Dunkle Wolken ziehen über die Mercedes-Benz Niederlassung in Stuttgart (Foto: dpa Bildfunk, picture alliance/Norbert Försterling/dpa)

Anhörungsverfahren läuft Hunderttausende Daimler-Transporter im Verdacht illegaler Abgastechnik

Der Stuttgarter Autobauer Daimler steht im Verdacht, bei einem weiteren Dieselmodell eine illegale Abschaltvorrichtung verbaut zu haben. Es geht europaweit um hunderttausende Fahrzeuge.

Betroffen sind europaweit rund 260.000 Transporter des Modells Sprinter, davon etwa 100.000 in Deutschland. Die Wagen mit der Abgasnorm Euro 5, die bis 2016 hergestellt wurden, sollen nach einem Schreiben des Kraftfahrt-Bundesamtes (KBA) an Daimler vom 25. September eine "unzulässige Abschaltvorrichtung" verwenden. Das KBA hat ein Anhörungsverfahren eröffnet, bestätigte ein Daimler-Sprecher dem SWR. Zuvor hatte die "Bild am Sonntag" berichtet.

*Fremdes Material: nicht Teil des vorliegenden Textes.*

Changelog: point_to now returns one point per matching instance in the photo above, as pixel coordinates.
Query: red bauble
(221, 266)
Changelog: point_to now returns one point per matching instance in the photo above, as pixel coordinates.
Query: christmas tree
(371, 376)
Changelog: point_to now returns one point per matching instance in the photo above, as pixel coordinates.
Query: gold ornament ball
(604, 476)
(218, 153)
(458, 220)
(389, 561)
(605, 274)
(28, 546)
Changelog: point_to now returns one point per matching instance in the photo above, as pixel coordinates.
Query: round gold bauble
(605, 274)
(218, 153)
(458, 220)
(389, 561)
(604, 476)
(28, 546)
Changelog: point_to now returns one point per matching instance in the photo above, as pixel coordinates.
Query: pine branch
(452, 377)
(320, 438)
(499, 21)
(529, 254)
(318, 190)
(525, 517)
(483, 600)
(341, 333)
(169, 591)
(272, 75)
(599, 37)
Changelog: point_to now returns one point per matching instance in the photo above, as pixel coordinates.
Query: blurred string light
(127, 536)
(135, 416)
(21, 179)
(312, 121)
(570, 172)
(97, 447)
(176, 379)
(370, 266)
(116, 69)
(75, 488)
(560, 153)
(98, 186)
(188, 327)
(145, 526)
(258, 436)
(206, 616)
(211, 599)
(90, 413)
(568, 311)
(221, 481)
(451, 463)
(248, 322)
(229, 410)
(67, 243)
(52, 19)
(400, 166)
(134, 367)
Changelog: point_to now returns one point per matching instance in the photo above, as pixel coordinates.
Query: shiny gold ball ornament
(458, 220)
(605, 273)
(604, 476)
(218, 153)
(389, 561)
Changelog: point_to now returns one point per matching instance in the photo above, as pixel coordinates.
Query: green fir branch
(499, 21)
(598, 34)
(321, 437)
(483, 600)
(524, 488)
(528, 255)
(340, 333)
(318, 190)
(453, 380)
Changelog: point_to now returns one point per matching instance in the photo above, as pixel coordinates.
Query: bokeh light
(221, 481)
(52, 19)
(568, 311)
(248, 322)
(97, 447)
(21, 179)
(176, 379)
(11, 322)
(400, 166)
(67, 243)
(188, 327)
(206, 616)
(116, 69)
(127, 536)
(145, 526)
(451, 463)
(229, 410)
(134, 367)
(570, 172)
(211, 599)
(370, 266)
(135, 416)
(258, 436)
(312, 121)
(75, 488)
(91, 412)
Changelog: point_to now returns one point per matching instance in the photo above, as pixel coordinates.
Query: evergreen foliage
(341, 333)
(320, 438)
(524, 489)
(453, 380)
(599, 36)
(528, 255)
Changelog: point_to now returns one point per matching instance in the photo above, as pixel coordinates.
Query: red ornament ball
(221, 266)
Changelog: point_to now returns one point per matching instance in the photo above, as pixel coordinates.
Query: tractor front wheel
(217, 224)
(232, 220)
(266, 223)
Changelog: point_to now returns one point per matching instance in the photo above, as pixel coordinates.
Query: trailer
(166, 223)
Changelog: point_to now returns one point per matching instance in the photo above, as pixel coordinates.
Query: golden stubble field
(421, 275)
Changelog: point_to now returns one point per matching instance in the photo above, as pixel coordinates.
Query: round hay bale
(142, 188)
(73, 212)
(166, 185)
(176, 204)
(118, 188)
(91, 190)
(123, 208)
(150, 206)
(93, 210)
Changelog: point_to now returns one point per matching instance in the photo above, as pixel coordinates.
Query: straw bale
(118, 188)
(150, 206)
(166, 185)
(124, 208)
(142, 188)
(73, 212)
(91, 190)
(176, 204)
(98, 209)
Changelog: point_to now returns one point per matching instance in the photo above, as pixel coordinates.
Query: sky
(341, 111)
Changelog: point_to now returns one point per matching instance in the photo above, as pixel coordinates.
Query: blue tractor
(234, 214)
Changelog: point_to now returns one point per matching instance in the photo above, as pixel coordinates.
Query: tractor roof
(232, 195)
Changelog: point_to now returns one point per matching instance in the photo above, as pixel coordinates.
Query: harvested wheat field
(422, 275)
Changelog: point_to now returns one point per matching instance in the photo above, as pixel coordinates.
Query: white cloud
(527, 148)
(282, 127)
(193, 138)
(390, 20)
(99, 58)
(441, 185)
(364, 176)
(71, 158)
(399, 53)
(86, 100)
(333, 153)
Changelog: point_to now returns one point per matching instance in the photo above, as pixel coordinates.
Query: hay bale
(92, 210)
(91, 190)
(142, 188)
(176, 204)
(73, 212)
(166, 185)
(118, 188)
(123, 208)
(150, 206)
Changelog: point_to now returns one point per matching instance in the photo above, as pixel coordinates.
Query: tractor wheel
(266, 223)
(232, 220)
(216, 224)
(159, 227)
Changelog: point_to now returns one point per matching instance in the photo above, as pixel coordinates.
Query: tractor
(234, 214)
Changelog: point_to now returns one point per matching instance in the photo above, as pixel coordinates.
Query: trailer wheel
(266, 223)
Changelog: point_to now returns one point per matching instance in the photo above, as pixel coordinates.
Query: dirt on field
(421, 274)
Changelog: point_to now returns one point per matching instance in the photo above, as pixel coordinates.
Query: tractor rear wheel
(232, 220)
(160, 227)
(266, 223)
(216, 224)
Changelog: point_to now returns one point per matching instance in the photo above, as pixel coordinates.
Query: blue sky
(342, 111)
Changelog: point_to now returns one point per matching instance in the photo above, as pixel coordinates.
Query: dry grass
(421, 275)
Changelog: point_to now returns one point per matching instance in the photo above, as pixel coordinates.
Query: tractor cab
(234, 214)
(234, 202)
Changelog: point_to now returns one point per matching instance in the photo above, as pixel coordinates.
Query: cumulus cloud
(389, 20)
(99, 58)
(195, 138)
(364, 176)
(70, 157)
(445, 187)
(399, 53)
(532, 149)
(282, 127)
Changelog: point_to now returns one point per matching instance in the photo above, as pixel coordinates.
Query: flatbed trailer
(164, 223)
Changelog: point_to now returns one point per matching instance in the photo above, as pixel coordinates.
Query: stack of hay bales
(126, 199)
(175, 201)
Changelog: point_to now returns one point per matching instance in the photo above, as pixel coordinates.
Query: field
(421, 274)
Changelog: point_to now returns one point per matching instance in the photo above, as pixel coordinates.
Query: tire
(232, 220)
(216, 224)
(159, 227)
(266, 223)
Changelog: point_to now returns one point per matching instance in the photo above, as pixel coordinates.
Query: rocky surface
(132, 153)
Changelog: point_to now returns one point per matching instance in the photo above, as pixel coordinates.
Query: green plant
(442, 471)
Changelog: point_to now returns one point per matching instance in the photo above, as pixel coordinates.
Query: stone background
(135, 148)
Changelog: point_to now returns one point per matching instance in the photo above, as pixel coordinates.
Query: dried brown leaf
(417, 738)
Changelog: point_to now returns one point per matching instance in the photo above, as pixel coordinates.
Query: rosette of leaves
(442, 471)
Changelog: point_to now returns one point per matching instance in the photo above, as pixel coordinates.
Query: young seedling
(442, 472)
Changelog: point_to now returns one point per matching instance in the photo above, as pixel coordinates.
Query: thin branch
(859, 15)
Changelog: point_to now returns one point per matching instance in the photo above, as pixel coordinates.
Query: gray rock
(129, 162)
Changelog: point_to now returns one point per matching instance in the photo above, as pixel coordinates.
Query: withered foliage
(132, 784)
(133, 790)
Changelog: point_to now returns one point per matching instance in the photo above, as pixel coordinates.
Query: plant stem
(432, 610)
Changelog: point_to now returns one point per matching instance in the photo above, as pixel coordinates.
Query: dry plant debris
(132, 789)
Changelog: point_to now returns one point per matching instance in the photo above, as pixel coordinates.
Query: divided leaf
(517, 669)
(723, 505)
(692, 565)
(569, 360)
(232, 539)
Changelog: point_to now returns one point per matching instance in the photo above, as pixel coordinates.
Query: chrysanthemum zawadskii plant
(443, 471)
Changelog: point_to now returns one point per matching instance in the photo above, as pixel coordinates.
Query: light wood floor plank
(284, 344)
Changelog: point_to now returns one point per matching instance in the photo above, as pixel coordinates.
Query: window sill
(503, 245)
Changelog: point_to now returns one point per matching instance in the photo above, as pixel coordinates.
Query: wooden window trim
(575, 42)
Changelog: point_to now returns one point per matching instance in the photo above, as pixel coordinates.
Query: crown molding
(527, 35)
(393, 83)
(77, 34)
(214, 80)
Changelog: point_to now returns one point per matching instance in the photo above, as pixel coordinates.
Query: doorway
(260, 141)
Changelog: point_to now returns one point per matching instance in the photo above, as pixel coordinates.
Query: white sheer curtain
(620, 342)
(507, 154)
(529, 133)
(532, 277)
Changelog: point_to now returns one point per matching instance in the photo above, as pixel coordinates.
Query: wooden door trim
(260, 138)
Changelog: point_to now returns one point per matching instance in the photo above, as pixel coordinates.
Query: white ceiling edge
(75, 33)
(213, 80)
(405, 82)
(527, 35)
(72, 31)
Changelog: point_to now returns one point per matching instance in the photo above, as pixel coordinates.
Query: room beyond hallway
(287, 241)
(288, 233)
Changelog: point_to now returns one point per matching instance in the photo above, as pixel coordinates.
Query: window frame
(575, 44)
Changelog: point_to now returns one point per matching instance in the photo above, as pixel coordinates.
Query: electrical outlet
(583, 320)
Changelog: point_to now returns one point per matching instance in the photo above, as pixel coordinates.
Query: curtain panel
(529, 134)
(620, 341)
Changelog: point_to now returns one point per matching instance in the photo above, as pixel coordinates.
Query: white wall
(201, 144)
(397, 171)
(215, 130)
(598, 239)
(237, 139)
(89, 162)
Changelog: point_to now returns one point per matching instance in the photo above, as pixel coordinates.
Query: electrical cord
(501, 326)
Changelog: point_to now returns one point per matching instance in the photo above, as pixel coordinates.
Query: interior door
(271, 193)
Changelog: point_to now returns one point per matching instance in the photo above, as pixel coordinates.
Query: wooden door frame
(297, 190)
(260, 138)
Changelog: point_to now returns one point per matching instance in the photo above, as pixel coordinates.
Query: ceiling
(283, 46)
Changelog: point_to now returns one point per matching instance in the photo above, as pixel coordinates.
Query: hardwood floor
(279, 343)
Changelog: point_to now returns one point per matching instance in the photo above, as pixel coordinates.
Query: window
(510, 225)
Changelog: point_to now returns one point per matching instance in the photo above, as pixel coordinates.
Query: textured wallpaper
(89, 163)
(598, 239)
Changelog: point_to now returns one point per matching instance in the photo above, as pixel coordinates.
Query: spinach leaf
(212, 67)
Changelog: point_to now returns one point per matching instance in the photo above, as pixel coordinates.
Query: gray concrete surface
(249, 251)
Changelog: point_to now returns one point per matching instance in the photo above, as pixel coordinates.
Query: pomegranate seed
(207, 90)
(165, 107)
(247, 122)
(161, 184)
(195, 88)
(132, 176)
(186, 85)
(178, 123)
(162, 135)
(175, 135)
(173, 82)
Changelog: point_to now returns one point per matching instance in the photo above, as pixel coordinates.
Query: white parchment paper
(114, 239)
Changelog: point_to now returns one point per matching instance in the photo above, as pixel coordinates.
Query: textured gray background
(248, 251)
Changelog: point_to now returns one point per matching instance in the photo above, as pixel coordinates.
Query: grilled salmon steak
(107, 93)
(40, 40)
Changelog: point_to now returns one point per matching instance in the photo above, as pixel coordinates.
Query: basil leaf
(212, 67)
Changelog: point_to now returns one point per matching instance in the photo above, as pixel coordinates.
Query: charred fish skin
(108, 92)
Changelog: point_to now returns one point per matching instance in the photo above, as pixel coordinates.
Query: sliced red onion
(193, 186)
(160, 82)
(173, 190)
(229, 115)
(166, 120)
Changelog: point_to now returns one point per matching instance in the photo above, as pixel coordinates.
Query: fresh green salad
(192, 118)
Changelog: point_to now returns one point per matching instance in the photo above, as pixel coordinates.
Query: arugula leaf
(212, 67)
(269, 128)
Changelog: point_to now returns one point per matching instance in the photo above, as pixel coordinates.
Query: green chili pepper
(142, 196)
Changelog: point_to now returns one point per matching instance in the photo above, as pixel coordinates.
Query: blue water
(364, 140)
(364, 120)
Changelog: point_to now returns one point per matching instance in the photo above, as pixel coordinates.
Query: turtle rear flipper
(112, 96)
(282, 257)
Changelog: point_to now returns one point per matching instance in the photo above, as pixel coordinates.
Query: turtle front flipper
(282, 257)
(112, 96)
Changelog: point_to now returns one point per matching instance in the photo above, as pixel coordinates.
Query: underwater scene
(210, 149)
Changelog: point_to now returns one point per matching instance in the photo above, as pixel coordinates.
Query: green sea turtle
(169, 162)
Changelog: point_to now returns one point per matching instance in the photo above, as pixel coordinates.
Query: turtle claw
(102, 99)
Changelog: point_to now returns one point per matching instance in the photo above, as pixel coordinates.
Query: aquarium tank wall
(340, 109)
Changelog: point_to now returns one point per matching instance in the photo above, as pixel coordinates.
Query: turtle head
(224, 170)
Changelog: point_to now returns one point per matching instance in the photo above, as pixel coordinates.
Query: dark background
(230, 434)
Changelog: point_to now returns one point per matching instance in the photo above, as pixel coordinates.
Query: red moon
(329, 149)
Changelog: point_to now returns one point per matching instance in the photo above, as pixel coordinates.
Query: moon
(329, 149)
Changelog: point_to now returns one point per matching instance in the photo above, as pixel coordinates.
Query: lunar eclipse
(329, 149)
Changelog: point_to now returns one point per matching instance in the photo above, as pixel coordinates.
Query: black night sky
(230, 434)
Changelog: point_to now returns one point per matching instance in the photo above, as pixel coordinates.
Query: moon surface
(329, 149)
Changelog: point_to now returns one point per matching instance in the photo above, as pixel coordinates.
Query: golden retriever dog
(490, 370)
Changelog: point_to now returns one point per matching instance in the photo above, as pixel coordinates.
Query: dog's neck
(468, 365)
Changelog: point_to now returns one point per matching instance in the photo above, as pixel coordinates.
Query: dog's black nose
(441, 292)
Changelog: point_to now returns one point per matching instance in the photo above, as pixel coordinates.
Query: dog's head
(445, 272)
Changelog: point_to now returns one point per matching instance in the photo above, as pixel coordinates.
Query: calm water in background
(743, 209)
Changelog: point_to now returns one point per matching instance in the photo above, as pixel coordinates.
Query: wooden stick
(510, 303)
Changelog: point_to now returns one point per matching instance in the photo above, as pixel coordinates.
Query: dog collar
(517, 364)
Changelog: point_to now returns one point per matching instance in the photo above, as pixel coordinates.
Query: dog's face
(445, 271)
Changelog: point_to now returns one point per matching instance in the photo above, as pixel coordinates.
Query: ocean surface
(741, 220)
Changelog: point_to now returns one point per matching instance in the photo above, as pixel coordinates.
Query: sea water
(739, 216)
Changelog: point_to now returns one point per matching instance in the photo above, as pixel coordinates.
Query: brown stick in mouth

Bereits Rückruf beim GLK angeordnet

Laut Daimler handelt es sich jedoch um keinen neuen oder überraschenden Fund. Bereits im Juni hatte das KBA für rund 60.000 Diesel-Geländewagen vom Typ Mercedes-Benz GLK 220 einen Rückruf mit Sofortvollzug angeordnet. In diesem Zusammenhang habe Daimler "bereits darüber informiert, dass die beanstandete Funktionalität in verschiedenen Baureihen enthalten ist und eine Prüfung angekündigt". Für die fraglichen Sprinter sei "diese Prüfung abgeschlossen und das KBA hat nach eigenen Messungen nun auch ein Anhörungsverfahren eröffnet", hieß es. Im Fall des GLK hat Daimler Widerspruch eingelegt. Nach Auffassung des Konzerns ist die beanstandete Funktionsweise zulässig.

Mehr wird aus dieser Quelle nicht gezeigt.